Por eso cuando suena un celular en la cancha generalmente molesta. Y especialmente por la mañana. ¿Hay alguna regla al respecto? No. Aunque, según cuentan los caddies , lo primero que hacen quienes salen con ellos es ponerlo en silencio. Aunque para una verdadera desconexión lo ideal sería apagarlo.
Andrés Wegier, de 61 años, dice que tanto como apagarlo no puede. Aunque a la hora del golf, lo pone en silencio. Si vibra, se fija quién es, pero no contesta. Desde hace cinco meses, sólo una vez por semana lo practica -además, de los sábados-, y por eso puede darse el lujo de desconectarse del trabajo e incluso de llegar a las once de la mañana a la empresa de cortinas que tiene en Villa Crespo.

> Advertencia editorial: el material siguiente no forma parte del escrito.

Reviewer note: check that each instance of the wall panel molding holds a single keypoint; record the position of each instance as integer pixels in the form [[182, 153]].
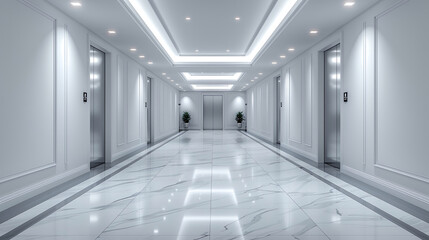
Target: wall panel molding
[[66, 82], [377, 162], [291, 103], [308, 113], [54, 93], [120, 111]]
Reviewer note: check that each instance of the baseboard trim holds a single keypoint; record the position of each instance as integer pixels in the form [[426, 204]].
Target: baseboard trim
[[415, 198], [37, 188], [300, 152], [120, 154], [259, 136]]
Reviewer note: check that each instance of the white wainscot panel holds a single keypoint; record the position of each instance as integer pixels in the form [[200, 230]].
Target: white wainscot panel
[[27, 98], [133, 103], [308, 101], [120, 112], [295, 107], [402, 89]]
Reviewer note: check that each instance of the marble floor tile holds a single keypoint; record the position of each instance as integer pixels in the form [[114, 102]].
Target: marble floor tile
[[215, 185]]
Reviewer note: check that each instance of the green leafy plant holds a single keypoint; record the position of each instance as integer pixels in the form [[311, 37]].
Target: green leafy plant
[[239, 117], [186, 117]]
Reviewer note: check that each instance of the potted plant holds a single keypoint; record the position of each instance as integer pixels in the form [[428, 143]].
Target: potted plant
[[186, 117], [239, 118]]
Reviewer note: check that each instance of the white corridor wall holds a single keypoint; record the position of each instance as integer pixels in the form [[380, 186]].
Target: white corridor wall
[[192, 102], [45, 125]]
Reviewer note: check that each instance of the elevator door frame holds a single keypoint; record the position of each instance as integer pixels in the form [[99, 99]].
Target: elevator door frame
[[277, 112], [94, 163], [149, 113], [325, 159], [223, 110]]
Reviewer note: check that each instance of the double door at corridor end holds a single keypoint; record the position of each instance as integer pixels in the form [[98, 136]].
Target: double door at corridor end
[[213, 113]]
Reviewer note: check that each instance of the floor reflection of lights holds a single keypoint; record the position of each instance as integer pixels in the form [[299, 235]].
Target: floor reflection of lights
[[225, 172], [189, 221], [192, 193]]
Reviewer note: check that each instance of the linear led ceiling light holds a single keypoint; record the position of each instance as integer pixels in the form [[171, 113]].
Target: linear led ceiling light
[[146, 16], [212, 86], [225, 77]]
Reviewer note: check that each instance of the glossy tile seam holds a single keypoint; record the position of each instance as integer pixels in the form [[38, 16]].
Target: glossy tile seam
[[312, 171]]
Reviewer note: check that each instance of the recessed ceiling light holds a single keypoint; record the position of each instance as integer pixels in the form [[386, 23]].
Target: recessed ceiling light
[[281, 12], [212, 76], [76, 4], [349, 4]]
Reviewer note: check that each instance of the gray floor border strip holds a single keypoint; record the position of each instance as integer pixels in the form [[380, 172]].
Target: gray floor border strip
[[386, 215], [16, 231]]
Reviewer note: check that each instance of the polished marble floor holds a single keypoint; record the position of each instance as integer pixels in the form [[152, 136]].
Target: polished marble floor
[[212, 185]]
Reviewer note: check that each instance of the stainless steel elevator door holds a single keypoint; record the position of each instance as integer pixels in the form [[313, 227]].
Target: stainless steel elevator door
[[96, 97], [332, 105], [212, 113], [149, 109]]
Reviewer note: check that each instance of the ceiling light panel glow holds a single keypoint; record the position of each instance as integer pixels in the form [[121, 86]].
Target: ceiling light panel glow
[[204, 77], [212, 86], [144, 12]]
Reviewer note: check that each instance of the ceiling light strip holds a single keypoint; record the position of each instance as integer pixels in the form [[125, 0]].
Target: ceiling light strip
[[143, 9]]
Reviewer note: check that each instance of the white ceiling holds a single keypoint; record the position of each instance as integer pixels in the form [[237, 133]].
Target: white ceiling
[[209, 20], [212, 29]]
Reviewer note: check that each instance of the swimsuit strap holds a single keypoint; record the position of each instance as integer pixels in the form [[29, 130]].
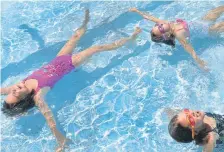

A él lo introdujo su esposa en el golf: como muchos otros tuvo que dejar la raqueta porque ya le exigía demasiado. Ella, con 25 de handicap, hace más de cuatro años que practica el deporte y ahora toman clases juntos todos los miércoles. Siempre que el clima acompañe, alrededor de las 8, ya están en el club para practicar unos golpes con José, su profesor. Un momento a la semana para relajarse un poco y para olvidarse de las preocupaciones, al menos, durante nueve hoyos.
Tres canchas accesibles
- Campo de Golf de la ciudad
Green fee $ 30 de martes a viernes; $ 50 fin de semana, en Tornquist y Olleros. 18 hoyos, pueden jugar golfistas con handicap o sin él. - Golf Club José Jurado
18 hoyos, a la mañana, $ 130. En Av. Coronel Roca 5025. Pueden jugar socios y no socios, con handicap o sin él. - Villa Adelina Golf
Campo de la Asociación Argentina de Golf. Son 9 hoyos en Fondo de la Legua 1189. Es abierta a todos los golfistas.